Retrouvez le texte de mon intervention lors de la séance publique du 8 juillet dernier

M. le président. La parole est à Mme Marietta Karamanli.

Mme Marietta Karamanli. Monsieur le président, monsieur le ministre, monsieur le rapporteur, mes chers collègues, je ne vais pas revenir sur le sabbat, même s’il y aurait beaucoup de choses à dire sur le sujet.

M. Jean Mallot. Vous pourriez faire votre intervention en grec, chère collègue, c’est une si belle langue !

Mme Marietta Karamanli.
J’ai prévu de faire quelques références à la Grèce.
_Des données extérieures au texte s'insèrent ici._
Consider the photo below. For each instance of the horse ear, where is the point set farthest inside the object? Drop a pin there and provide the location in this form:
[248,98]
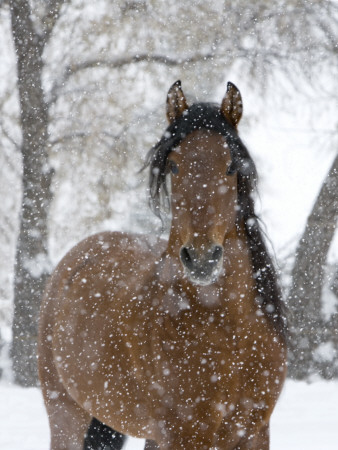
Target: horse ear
[232,106]
[176,102]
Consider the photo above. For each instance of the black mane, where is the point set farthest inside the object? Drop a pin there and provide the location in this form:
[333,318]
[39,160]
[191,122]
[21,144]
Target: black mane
[208,116]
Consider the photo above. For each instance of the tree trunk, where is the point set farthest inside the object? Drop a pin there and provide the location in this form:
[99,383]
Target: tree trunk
[32,261]
[307,326]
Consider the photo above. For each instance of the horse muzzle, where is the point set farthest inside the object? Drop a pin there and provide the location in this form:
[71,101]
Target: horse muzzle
[202,268]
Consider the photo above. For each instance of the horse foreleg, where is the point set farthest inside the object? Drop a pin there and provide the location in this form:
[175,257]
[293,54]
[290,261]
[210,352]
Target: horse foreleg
[68,423]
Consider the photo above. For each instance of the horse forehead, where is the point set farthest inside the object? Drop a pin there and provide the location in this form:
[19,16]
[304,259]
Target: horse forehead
[204,149]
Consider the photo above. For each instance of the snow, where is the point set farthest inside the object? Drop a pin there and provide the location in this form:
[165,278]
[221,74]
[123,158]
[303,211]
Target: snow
[305,418]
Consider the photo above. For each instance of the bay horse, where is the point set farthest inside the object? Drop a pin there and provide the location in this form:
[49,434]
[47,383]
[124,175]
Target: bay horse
[181,343]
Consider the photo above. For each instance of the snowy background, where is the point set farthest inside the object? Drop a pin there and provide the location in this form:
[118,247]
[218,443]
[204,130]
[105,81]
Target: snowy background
[103,124]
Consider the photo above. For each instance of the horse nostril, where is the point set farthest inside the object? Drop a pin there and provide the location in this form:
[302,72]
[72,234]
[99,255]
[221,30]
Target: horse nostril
[217,253]
[186,257]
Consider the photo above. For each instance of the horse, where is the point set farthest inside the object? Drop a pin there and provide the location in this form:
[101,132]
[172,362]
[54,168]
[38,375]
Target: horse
[179,342]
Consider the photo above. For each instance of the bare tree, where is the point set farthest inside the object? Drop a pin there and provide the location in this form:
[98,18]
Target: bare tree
[308,329]
[260,36]
[32,261]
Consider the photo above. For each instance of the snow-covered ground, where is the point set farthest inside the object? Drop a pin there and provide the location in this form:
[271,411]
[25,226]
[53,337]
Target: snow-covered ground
[306,418]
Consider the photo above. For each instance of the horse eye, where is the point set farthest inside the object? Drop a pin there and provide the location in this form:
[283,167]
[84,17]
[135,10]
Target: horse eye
[231,169]
[173,168]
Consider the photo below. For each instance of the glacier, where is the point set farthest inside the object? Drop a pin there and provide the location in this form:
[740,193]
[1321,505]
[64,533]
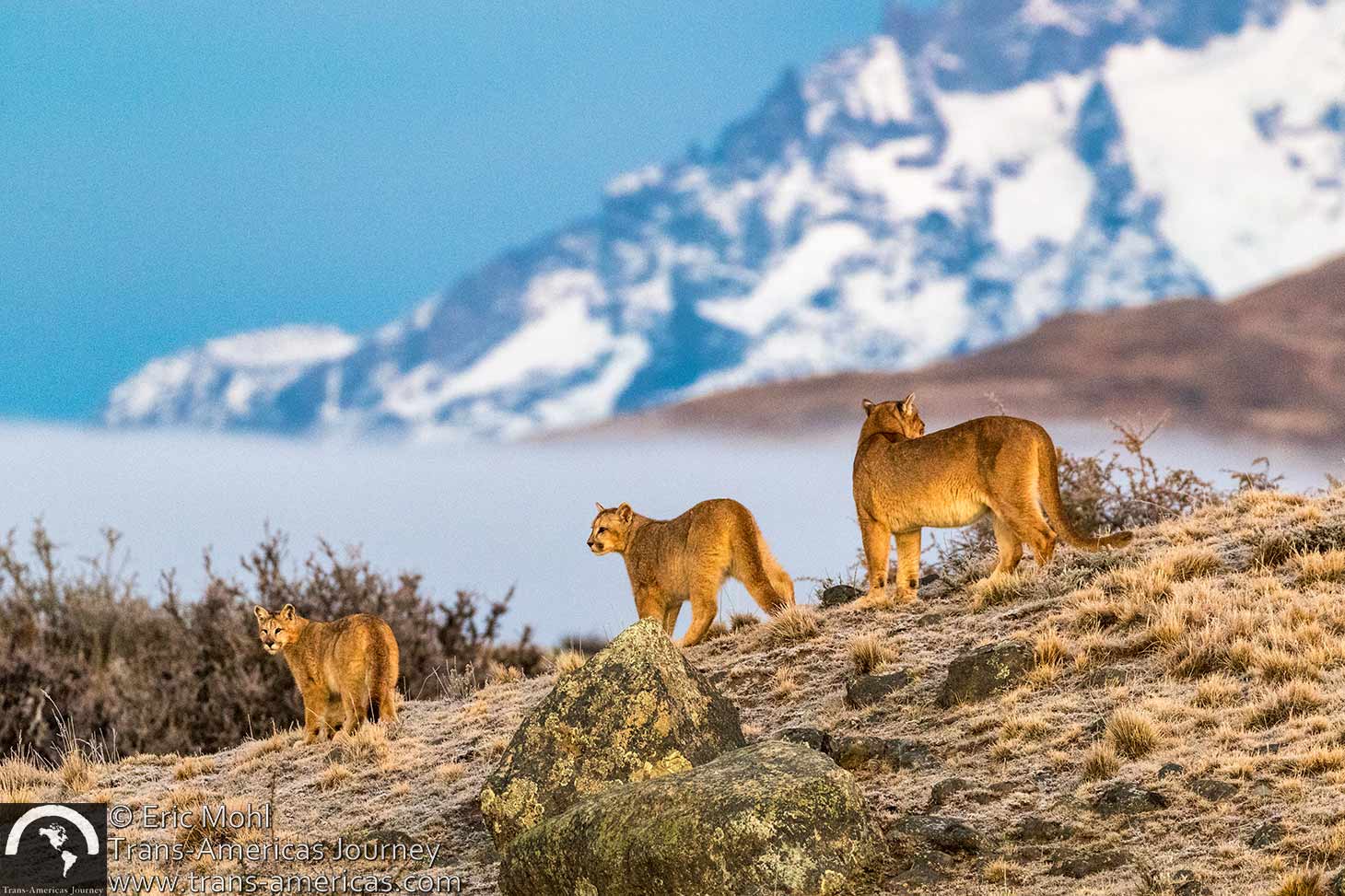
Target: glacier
[949,183]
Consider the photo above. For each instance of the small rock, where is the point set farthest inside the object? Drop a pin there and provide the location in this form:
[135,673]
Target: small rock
[769,818]
[941,793]
[944,834]
[1268,835]
[853,752]
[814,738]
[1041,831]
[985,670]
[1213,790]
[1076,863]
[1126,798]
[838,595]
[864,691]
[906,753]
[856,752]
[637,709]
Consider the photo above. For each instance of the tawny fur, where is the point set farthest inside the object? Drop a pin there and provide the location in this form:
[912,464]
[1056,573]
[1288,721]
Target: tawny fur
[687,559]
[1002,467]
[345,670]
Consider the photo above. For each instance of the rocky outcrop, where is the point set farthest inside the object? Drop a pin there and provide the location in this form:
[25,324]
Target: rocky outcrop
[985,670]
[772,818]
[635,711]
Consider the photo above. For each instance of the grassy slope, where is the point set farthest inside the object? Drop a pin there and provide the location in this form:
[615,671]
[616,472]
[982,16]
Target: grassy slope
[1212,642]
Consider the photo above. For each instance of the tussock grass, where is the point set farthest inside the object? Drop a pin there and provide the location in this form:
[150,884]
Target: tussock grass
[1319,568]
[714,631]
[1101,762]
[786,683]
[1218,691]
[193,767]
[869,653]
[794,626]
[1283,703]
[368,744]
[740,622]
[333,776]
[1133,733]
[1301,883]
[1185,564]
[1002,589]
[567,661]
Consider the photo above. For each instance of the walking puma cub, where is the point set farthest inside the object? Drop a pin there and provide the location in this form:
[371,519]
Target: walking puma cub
[345,669]
[999,466]
[689,559]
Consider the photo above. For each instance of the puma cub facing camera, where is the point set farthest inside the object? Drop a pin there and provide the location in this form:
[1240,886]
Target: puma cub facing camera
[345,670]
[687,559]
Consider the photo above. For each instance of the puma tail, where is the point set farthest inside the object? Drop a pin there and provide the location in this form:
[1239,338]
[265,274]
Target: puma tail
[1049,486]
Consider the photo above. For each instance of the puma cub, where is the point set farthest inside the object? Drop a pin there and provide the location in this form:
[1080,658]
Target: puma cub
[345,669]
[687,559]
[999,466]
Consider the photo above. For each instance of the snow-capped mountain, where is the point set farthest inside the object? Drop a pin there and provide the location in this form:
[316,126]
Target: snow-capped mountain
[946,184]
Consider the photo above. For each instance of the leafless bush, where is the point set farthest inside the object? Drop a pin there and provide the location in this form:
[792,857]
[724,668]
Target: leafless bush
[1125,489]
[189,676]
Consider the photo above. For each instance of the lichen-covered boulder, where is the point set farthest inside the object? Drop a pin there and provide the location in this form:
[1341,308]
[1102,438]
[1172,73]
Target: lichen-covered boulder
[772,818]
[632,712]
[985,670]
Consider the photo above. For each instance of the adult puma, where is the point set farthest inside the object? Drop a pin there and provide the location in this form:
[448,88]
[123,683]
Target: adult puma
[686,559]
[999,466]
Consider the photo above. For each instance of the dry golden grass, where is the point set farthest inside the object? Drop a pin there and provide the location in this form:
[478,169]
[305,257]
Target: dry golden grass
[1283,703]
[567,661]
[450,773]
[786,683]
[739,622]
[76,773]
[1101,762]
[22,781]
[333,776]
[1184,564]
[193,767]
[368,744]
[716,630]
[1303,883]
[869,653]
[1218,691]
[1319,568]
[994,591]
[1133,733]
[794,626]
[1002,872]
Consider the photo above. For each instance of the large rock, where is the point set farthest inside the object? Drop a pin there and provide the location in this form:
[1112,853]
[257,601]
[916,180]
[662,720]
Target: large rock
[772,818]
[985,670]
[635,711]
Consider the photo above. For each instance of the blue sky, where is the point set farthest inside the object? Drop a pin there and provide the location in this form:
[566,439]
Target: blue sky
[175,171]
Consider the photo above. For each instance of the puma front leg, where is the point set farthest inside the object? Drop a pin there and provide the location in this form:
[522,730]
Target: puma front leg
[877,542]
[908,564]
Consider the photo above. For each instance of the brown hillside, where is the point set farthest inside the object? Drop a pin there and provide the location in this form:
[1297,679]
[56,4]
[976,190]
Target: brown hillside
[1269,364]
[1180,729]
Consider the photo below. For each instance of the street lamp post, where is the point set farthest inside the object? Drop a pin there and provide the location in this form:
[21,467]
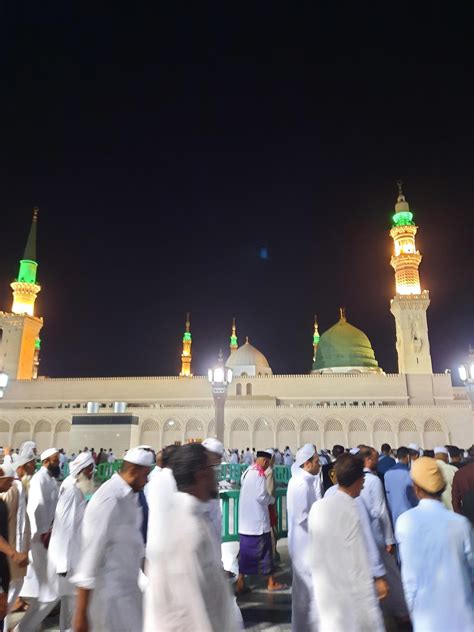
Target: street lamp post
[466,375]
[220,377]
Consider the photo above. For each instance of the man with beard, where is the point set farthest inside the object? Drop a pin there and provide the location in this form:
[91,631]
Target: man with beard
[65,545]
[42,500]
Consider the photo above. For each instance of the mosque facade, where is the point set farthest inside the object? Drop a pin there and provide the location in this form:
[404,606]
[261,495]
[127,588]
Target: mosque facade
[345,398]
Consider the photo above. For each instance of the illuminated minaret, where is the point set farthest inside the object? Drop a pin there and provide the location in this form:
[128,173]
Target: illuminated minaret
[410,302]
[20,328]
[315,337]
[186,355]
[233,339]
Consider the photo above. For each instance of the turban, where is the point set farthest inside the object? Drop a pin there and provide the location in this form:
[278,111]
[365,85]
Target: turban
[23,458]
[304,454]
[48,453]
[82,460]
[427,475]
[213,445]
[8,470]
[139,456]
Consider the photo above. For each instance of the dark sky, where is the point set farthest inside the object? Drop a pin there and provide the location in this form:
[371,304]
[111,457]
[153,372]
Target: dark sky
[166,149]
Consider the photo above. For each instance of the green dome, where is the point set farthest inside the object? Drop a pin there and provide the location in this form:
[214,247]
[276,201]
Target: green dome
[343,345]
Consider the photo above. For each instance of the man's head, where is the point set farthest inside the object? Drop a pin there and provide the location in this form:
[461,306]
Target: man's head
[7,474]
[369,457]
[136,467]
[403,455]
[50,460]
[193,472]
[441,454]
[349,471]
[263,459]
[337,450]
[427,478]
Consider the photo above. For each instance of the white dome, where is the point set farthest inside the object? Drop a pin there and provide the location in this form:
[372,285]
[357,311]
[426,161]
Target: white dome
[249,360]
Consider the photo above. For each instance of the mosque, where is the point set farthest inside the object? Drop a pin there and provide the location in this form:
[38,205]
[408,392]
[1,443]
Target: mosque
[345,397]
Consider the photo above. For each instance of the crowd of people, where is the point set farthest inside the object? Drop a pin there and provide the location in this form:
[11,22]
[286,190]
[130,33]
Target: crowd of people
[372,537]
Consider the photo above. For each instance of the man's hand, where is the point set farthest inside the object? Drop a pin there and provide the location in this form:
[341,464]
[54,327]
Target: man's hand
[20,558]
[80,622]
[3,605]
[381,587]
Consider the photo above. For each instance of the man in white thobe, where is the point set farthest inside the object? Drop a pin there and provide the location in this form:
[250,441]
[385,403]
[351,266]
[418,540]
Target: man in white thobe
[300,498]
[374,498]
[42,500]
[190,591]
[112,551]
[436,550]
[65,544]
[342,576]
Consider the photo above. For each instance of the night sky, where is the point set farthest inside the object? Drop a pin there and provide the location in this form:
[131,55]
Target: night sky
[233,159]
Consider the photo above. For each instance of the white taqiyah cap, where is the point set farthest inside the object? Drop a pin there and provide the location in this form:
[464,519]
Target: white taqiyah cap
[82,460]
[213,445]
[8,470]
[23,458]
[47,453]
[139,456]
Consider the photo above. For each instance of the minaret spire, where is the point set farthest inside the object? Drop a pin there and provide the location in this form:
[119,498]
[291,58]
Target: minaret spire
[25,287]
[233,338]
[315,337]
[410,302]
[186,355]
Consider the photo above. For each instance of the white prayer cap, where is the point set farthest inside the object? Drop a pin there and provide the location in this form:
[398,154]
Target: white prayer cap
[213,445]
[8,470]
[48,453]
[304,454]
[80,463]
[23,458]
[139,456]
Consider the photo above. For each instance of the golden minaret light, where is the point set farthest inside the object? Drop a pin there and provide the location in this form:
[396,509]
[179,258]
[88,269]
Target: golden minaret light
[186,354]
[410,302]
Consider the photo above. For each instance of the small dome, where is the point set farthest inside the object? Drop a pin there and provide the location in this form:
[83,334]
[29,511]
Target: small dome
[249,360]
[344,348]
L’idée de notre Président d’étendre les dérogations au repos du dimanche au-delà ce qui était initialement prévu par le code du travail, telle qu’elle est reprise aujourd’hui par cette proposition de loi, est une idée « impériale », j’entends par-là une idée digne de l’intuition d’un empereur. S’il nous entend, il sera heureux de se savoir comparé à un tel personnage !

Toutefois, cette proposition marque une rupture en mettant fin à dix-sept siècles d’histoire. C’est en 321 de notre ère que l’empereur romain Constantin a fait du dimanche un jour férié obligatoire ne connaissant qu’une exception : les travaux des champs, c’est-à-dire les travaux qui ne peuvent attendre.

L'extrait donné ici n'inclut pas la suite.